This repo contains all of the configuration and documentation of my homelab.
Most of the homelab work is documented on my YouTube channel
The purpose of my homelab is to learn and to have fun. Being a Cloud Native Engineer by trade, I work with Kubernetes every day, and my homelab is the place where I can try out and learn new things. On the other hand, by self-hosting some applications, it makes me feel responsible for the entire process of deploying and maintaining an application from A to Z. It forces me to think about backup strategies, security, scalability and the ease of deployment and maintenance.
I have a few principles that guide my choices for my homelab.

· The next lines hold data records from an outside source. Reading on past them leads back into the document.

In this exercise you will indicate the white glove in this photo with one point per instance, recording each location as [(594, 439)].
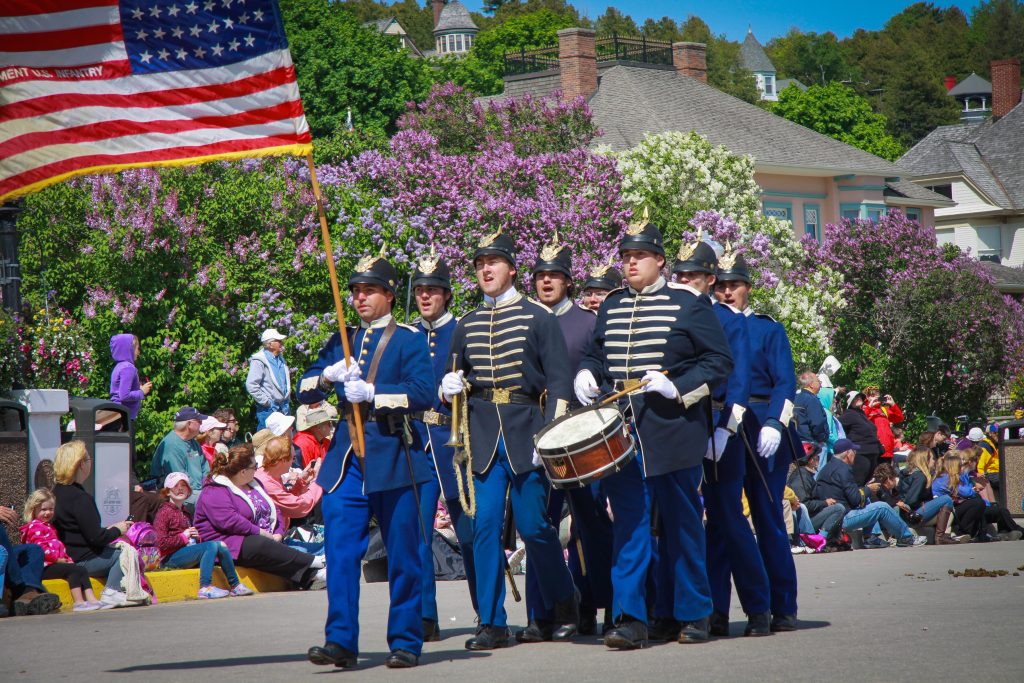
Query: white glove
[(357, 391), (660, 384), (452, 384), (586, 387), (343, 371), (768, 441)]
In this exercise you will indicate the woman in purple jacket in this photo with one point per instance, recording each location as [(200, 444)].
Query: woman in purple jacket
[(125, 386), (233, 508)]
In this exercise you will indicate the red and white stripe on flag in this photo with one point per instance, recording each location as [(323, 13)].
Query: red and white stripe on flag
[(89, 86)]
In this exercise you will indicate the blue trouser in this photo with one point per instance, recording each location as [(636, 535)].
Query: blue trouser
[(429, 493), (529, 496), (463, 525), (766, 512), (263, 413), (25, 565), (204, 554), (346, 522), (732, 550), (932, 507), (877, 513), (683, 590)]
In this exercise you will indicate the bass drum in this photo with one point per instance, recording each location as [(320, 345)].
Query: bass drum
[(584, 445)]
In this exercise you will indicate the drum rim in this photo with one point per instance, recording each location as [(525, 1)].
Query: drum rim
[(609, 429)]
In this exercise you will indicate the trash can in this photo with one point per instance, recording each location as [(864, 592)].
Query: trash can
[(46, 408), (1012, 467), (14, 480), (104, 429)]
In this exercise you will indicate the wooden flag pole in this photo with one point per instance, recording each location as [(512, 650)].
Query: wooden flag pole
[(359, 445)]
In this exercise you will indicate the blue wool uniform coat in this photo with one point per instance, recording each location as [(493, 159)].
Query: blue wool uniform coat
[(515, 345), (435, 436), (665, 328), (732, 395), (404, 383)]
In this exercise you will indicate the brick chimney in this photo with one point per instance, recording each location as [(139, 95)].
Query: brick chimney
[(437, 5), (578, 62), (690, 59), (1006, 86)]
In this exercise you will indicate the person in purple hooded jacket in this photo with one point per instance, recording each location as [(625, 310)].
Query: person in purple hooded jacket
[(125, 386)]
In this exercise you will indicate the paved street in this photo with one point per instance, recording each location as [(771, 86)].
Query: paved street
[(868, 615)]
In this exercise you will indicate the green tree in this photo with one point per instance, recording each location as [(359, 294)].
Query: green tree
[(725, 69), (613, 22), (340, 65), (840, 113)]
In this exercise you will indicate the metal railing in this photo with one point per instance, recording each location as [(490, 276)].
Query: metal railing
[(612, 48)]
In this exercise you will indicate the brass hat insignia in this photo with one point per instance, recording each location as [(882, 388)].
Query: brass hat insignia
[(429, 262), (637, 227), (489, 240), (551, 250), (728, 258)]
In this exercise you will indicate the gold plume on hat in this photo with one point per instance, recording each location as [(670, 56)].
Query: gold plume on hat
[(636, 227), (369, 260), (428, 263), (551, 250), (686, 250), (489, 240), (728, 258), (602, 270)]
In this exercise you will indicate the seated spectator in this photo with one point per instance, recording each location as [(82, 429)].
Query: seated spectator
[(209, 437), (824, 517), (229, 435), (23, 573), (77, 521), (861, 431), (836, 482), (884, 413), (37, 529), (303, 494), (233, 508), (180, 545), (315, 425), (915, 492), (178, 452)]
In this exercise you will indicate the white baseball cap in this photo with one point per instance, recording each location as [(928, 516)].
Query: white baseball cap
[(279, 423), (271, 334)]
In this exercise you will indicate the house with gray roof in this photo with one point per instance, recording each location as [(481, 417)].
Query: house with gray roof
[(639, 87), (756, 60), (980, 166)]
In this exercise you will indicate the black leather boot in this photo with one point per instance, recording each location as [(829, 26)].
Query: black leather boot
[(488, 638), (758, 625), (718, 625), (664, 630), (694, 632), (566, 617), (538, 631), (629, 634), (332, 653)]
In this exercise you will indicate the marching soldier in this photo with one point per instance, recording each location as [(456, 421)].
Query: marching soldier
[(591, 526), (730, 541), (432, 289), (390, 378), (511, 352), (603, 279), (773, 386), (665, 341)]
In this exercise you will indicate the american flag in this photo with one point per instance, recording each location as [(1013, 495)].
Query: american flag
[(90, 86)]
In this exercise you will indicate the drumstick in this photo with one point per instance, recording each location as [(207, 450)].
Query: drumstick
[(620, 394)]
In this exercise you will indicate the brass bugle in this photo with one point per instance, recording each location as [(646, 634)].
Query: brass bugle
[(455, 438)]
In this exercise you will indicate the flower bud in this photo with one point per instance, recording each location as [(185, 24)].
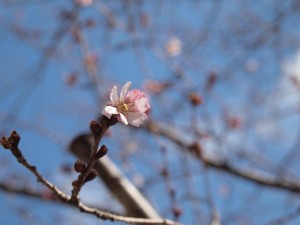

- Being an Azure focused engineer, I try to leverage Azure solutions when possible to use in a cluster that's running on local hardware
- I try to keep in the Azure Kubernetes Service (AKS) ecosystem. This is why I chose Flux for GitOps, for example
- Storage is provisioned on my Synology NAS and database backups are made to Azure Blob Storage
- I aim to adopt best practices in deployment and security
- Everything is deployed through GitOps
- When selecting self hosted options, I always opt for the ones that allow me to run a separate Postgres database that I can manage myself
I use Talos Linux to set up my machines. I love Talos because it is so lightweight and minimal, and it provides production grade security right out of the box. It also forces me to use all my servers as Kubernetes nodes only, so I need to figure out ways to run all my desired workloads and services on Kubernetes.
I'm running a staging and production cluster. I decided to run two clusters so I stay in the habit of separating environments. And because then I can justify to buy more hardware 😏
I use a combination of HP ELITEDESK mini pc's, old laptops and sometimes a few virtual machines. The mini PC's are great because they are small and cheap to buy when you get them refurbished from a reseller.
This is my playground where I can destroy things freely. Databases in staging don't contain data. In staging I allow workload pods to be scheduled on the control plane.
- controlplane-1 HP ELITEDESK 800 G2 MINI i3-6100T/8GB/240GB SSD
- worker-2 HP ELITEDESK 800 G2 MINI i3-6100T/8GB/240GB SSD
I also use a Thinkpad T480 with 32GB of memory running Ubuntu Desktop. This is my personal machine and I sometimes add a few VMs to the staging cluster when I need them. I use VirtualBox as a hypervisor to provision VMs with Talos Linux.
No pods are allowed to be scheduled on the control plane in production.
- controlplane-1 Lenovo ThinkPad T430 i5 8GB RAM
- worker-1 HP ELITEDESK 800 G2 MINI i5-6400T/16GB/240GB SSD
- worker-2 HP ELITEDESK 800 G2 MINI i3-6100T/8GB/240GB SSD
If you couldn't tell already, I quite like databases. I worked with the EDB operator at one of my clients, and I think it's a great solution to run databases on Kubernetes as long as you know what you're doing and you're able to make backups to an object store.
I doubted for a while whether I should choose the CloudnativePG or EDB operator, but I went for EDB (EnterpriseDB) because it's more likely that I'll work with this operator during my day job. Additionally, the EDB documentation is better.
- Secrets are synced to Azure Key Vault
- SAS tokens for Storage Account Access
- Note to self: expiry in 2 years
Decided to fully commit to Flux CD and their best practices.